Kalau Jokowi tak bisa berkuasa lagi, setidaknya Luhut masih terpakai sebagai menteri. Dengan demikian, syahwat kekuasaan dan kepentingan Luhut-Jokowi terjaga. Tetapi kedekatan Luhut-Prabowo justru merugikan Prabowo karena membuat PDI-P ragu untuk mengusungnya. Bisa jadi Prabowo yang “lugu” baru tersadar bahwa ia dimanfaatkan Luhut. Tapi dia tak bisa berbuat apa-apa. Memasang jarak dengan Luhut dan Jokowi pada saat ini bisa membuat ia terusir dari kabinet. Maka, Prabowo menjadi politisi paling konyol dalam sejarah Indonesia. Sebab, bila ditendang dari kabinet, pengorbanan Prabowo meninggalkan pendukungnya untuk bergabung dengan Jokowi menjadi sia-sia. Sudah ditinggal simpatisannya, kini kehilangan efek ekor jas Jokowi.
Mega dan Paloh juga tak melirik KIB karena di sana ada tangan Luhut. Dialah yang memaksa terbentuknya koalisi itu untuk menjadi sekoci bagi Ganjar.
Dalam konteks syahwat kekuasaan, duet Luhut-Jokowi membuka berbagai front untuk mencangkokkan pengaruh alias menanam saham politik pada bakal capres potensial: Prabowo, Ganjar, dan Airlangga Hartarto. Namun, semua bakal capres ini tidak menjamin kemenangan kecuali Anies disingkirkan dari kontestasi pilpres. Diamnya Mega dalam penyingkiran Anies — yang akan menimbulkan pertanyaan mengenai legitimasi pemilu — mungkin menunjukkan dia tak keberatan dengan ide itu. Toh, Anies juga ancaman bagi syahwat kekuasaan PDI-P. Mengapa Anies mau dikorbankan dan mengapa Paloh gigih mencapreskannya? Pada pilgub DKI Jakarta, Nasdem mendukung Ahok, bukan Anies.

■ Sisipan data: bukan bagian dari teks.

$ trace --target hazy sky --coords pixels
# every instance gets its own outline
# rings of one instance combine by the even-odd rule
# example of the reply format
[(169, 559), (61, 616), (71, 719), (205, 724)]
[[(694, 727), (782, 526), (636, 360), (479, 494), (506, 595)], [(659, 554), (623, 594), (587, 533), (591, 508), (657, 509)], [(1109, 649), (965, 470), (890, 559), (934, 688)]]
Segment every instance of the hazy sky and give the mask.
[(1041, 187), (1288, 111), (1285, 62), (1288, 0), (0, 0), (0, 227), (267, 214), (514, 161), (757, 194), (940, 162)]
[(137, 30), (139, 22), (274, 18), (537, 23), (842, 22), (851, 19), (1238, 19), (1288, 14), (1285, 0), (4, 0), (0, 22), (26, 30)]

Luhut-Jokowi menentang Anies karena dia satu-satunya bakal capres yang punya visi sendiri tentang Indonesia pasca Jokowi. Artinya, Anies adalah antitesa Luhut-Jokowi sehingga tidak menjamin kepentingan mereka. Paloh berpaling ke Anies juga tak lepas dari sosok Luhut. Mendukung salah satu dari tiga bakal capres tersebut di luar Anies sama artinya dengan melestarikan kekuasaan Luhut.
Karena Nasdem penentu nasib politik Anies, maka tak heran Luhut-Jokowi membujuk, menekan, dan mengancam Nasdem. Misalnya, ancaman mengeluarkan menteri-menteri Nasdem dari kabinet atau mengkriminalkan mereka. Upaya menjadikan Menko Kominfo Johny G Plate tersangka korupsi bisa dilihat sebagai tekanan itu.